Home // ALLDATA 2017, The Third International Conference on Big Data, Small Data, Linked Data and Open Data // View article


Industry Experience: Chinese Names Duplicate Records Detection

Authors:
Tong Khin Thong
Badrul Affandy Bin Ahmad Latfi
Xiaomei Wang
Arichandran A/L M.S. Kandiah

Keywords: duplicate detection; Chinese names; Soundex; false positive.

Abstract:
The Soundex method is the preferred method for duplicate detection process on Malaysian Chinese names. The names are written in English text, but are phonetically translated from various Chinese dialects. When using the Russell Soundex method, it is found that the number of duplicates is high and the number of false positives is also high. The adaptive nature of Soundex method provides an avenue to optimize it for foreign language names, such as Chinese names. Through a series of tests, this study has optimized the Soundex codes for general Malaysian Chinese names.

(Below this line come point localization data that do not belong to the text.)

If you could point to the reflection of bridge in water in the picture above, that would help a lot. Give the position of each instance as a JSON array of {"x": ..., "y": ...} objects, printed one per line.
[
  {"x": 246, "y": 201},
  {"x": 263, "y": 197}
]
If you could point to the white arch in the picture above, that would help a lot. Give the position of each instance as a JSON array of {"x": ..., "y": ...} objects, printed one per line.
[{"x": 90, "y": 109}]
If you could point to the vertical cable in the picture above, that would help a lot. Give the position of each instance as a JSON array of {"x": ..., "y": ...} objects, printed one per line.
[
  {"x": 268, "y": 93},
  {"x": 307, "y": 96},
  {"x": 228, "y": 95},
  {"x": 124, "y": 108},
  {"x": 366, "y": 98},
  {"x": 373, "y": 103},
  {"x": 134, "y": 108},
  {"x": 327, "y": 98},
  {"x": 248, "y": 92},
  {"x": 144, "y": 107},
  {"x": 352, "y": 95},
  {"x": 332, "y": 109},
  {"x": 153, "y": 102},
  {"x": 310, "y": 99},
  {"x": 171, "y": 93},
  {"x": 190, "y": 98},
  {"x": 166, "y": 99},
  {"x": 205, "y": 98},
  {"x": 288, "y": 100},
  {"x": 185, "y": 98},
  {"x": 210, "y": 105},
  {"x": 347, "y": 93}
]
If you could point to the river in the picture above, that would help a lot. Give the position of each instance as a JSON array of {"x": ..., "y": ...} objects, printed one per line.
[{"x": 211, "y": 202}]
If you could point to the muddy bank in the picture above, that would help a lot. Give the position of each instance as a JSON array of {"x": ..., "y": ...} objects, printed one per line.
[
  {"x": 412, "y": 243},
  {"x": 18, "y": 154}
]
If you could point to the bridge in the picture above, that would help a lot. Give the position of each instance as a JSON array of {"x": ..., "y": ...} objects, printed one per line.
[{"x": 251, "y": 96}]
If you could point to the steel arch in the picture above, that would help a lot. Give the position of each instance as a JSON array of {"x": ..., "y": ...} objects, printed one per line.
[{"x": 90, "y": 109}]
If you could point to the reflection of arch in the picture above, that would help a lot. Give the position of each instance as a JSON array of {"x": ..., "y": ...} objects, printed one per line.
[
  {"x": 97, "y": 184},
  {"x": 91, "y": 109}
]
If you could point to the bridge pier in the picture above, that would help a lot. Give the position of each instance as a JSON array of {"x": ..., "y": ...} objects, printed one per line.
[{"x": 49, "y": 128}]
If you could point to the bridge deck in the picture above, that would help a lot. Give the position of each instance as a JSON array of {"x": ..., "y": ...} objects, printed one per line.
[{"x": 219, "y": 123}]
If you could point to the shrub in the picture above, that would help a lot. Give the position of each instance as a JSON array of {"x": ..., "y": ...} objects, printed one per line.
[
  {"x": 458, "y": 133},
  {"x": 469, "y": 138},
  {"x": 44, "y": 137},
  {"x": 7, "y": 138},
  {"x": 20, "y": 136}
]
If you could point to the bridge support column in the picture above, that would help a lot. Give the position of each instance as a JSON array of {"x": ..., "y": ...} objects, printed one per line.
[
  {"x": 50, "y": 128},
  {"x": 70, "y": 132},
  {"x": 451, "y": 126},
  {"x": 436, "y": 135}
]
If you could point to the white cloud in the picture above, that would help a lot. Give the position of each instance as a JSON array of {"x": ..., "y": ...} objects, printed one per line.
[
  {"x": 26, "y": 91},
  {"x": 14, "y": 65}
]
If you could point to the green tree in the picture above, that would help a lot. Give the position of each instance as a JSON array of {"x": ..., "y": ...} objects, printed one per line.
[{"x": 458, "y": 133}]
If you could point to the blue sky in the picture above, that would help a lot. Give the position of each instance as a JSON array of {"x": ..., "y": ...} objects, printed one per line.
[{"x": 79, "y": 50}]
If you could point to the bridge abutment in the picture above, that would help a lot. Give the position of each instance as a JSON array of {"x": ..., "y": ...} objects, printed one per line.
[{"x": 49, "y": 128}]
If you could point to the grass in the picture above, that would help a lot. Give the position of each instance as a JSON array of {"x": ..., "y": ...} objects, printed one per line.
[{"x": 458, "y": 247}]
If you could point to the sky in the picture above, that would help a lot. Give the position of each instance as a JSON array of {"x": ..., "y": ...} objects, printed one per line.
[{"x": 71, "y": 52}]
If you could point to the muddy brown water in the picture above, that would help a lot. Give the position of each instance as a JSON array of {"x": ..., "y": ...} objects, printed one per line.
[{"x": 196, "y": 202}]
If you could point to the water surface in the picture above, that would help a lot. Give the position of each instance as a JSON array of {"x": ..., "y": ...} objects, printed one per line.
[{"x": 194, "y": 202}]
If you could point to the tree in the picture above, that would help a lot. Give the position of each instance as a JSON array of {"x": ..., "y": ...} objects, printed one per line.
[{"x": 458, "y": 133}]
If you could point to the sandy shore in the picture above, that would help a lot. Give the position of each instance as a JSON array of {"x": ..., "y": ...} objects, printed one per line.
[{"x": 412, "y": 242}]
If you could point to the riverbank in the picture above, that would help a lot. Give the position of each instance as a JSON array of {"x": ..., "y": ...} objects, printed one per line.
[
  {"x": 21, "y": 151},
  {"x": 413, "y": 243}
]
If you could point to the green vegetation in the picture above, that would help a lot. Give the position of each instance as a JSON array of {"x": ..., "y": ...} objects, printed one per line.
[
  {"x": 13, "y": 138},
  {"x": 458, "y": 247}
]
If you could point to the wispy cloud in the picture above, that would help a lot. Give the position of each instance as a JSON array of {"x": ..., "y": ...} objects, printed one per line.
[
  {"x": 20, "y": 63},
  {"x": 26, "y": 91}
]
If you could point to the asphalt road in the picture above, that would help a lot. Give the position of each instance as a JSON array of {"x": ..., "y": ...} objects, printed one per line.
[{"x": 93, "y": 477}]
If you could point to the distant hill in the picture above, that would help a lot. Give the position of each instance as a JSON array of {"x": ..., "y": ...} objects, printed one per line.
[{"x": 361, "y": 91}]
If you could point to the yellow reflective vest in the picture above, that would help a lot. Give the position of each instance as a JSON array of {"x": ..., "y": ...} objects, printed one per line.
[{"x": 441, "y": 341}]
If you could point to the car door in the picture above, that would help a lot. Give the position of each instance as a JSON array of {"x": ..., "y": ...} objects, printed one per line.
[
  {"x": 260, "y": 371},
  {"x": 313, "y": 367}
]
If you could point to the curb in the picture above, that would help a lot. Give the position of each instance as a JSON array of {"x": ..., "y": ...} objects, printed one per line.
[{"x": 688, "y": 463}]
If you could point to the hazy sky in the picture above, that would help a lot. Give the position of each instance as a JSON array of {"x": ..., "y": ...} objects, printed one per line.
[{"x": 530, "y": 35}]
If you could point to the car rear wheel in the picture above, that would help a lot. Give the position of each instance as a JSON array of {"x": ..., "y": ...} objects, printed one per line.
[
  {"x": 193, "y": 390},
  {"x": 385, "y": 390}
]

The test results have shown that a few short Chinese surnames contribute to false positives.

Pages: 74 to 77

Copyright: Copyright (c) The Government of Malaysia, 2017. Used by permission to IARIA.

Publication date: April 23, 2017

Published in: conference

ISSN: 2519-8386

ISBN: 978-1-61208-552-4

Location: Venice, Italy

Dates: from April 23, 2017 to April 27, 2017